For many boaters, it helps to think of pitch like a car’s axle ratio. A lower ratio equals more power off the bat when the car is sitting still. The same is true of a propeller’s pitch. The lower the number, the easier time you have getting the boat into gear.

That power comes with a tradeoff, however. Lower pitches cause your boat to reach its maximum number of RPMs at a lower speed. Pick a higher pitch, and you can satisfy your inner speed demon but at a slower rate of acceleration.

Pro Tip: Never outfit your boat with a higher pitch propeller if the engine boasts lower horsepower. This causes the internal engine parts to wear down at an incredibly fast rate, leading to damage and constant repairs.

The Diameter

If you remember from your high school geometry class, the diameter is the distance across a circle. Your propeller’s blades create a circle as they spin, and their diameter is the distance created by the blades’ tips. Part of understanding propeller pitch is to understand why this aspect matters.

That distance in the circle is directly related to RPMs. Generally, slower boats rely on a larger diameter while faster boats require smaller ones. This distance is never constant, though. Increasing power causes the blades to increase the size of their circle, while other variables (like the condition of the water) work to minimize that distance.

Choosing the Right Propeller

Finding the best propeller for your ship is a vital part of enjoying your investment. With current power boat prices, you don’t want to wear down your engine with the wrong diameter or pitch. So, how can you tell what works best for your boat and your needs?

The simple answer is to purchase the exact same style motor as the one that came with your boat. This ensures you’re using the recommended diameter and pitch, as well as helping you enjoy the same experience you’ve always had with your boat.

If you’re looking for a different experience that won’t destroy your engine’s components, then the trick is to buy a propeller with decent acceleration and a preferable top speed. Any qualified dealer or marina can help you find what you’re looking for, but you’ll save money searching online if you know about propeller pitch.

When shopping online, there are several vital pieces of information you need to know. First, you need to know what type of engine you’re running and what its horsepower rating is. Next, what is your boat’s weight and hull style?

It also helps to know what type of propeller you’re currently running. That includes the number of blades, the diameter, and the pitch. You can find these pieces of information stamped on the propeller, though the placing of that stamp changes from one manufacturer to the next.

Finally, you need to know your engine’s RPM when it is at a wide-open throttle. That statistic changes but take down a reading when you’re running a usual load and have your engine trimmed for the best speed.

Performance Goals

One of the most important things to consider when buying a new propeller, after all of the above information, is what your performance goals are. Namely, you need to decide between low-end torque and speed. Unfortunately, there’s no such thing as both.

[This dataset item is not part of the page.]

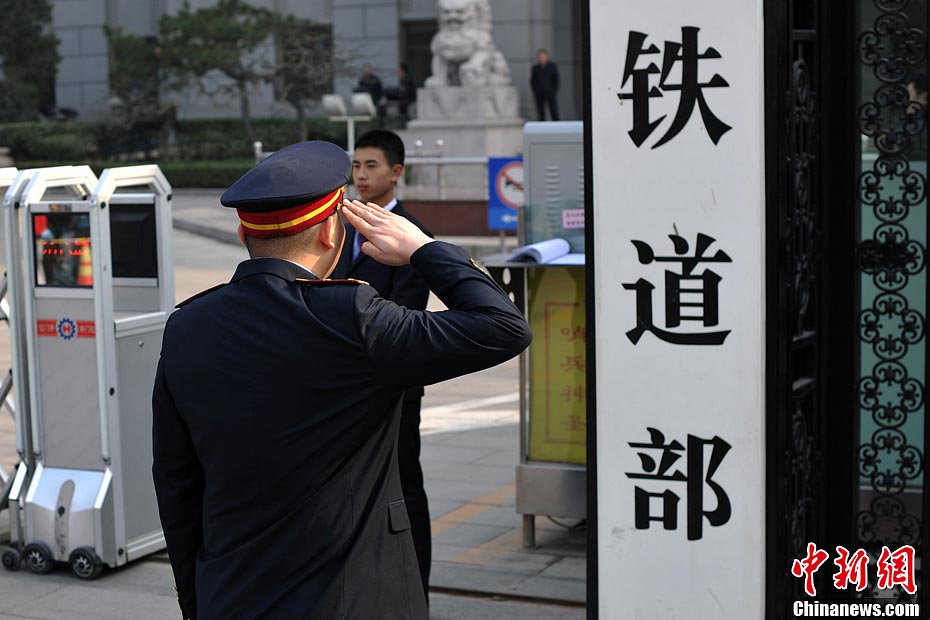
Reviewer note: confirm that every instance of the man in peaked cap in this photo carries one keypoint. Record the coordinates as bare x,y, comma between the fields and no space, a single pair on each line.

If you own a powerboat, like a pontoon, then you’re probably better off with higher top speeds. That means a smaller diameter and a higher pitch. If you regularly cart around a heavier load or fishing gear, then you might want to choose the lower-end torque to get your boat moving from a dead stop.

Those aren’t set in stone, of course, and you should ultimately choose a propeller that provides the experience you’re looking for when out on the water. Just remember to stay in line with your engine’s RPMs.

Another point to consider is that most boats can utilize a faster top speed than their current engine. That’s enticing to a lot of boat owners, but it can be a lot like switching from a regular sedan to a sporty roadster. Make sure you can handle the increase in speed if that’s the option you choose. Higher speeds usually mean you need better boat insurance as well.

The final aspect to consider, of course, is price. While it might be tempting to choose the highest end propeller on the market, always stay within your budget. No one wants to be “boat poor” from strapping their finances too thin on an engine. There are plenty of fantastic used options on the market as well as affordable new propellers to choose from.

Putting It All Together

Understanding propeller pitch isn’t difficult, but it is essential to choosing the perfect engine for your boat and your experience on the water. Pitch and diameter entirely change the way your boat handles. So, choose the combination that makes the most sense for the usual activities you enjoy when boating.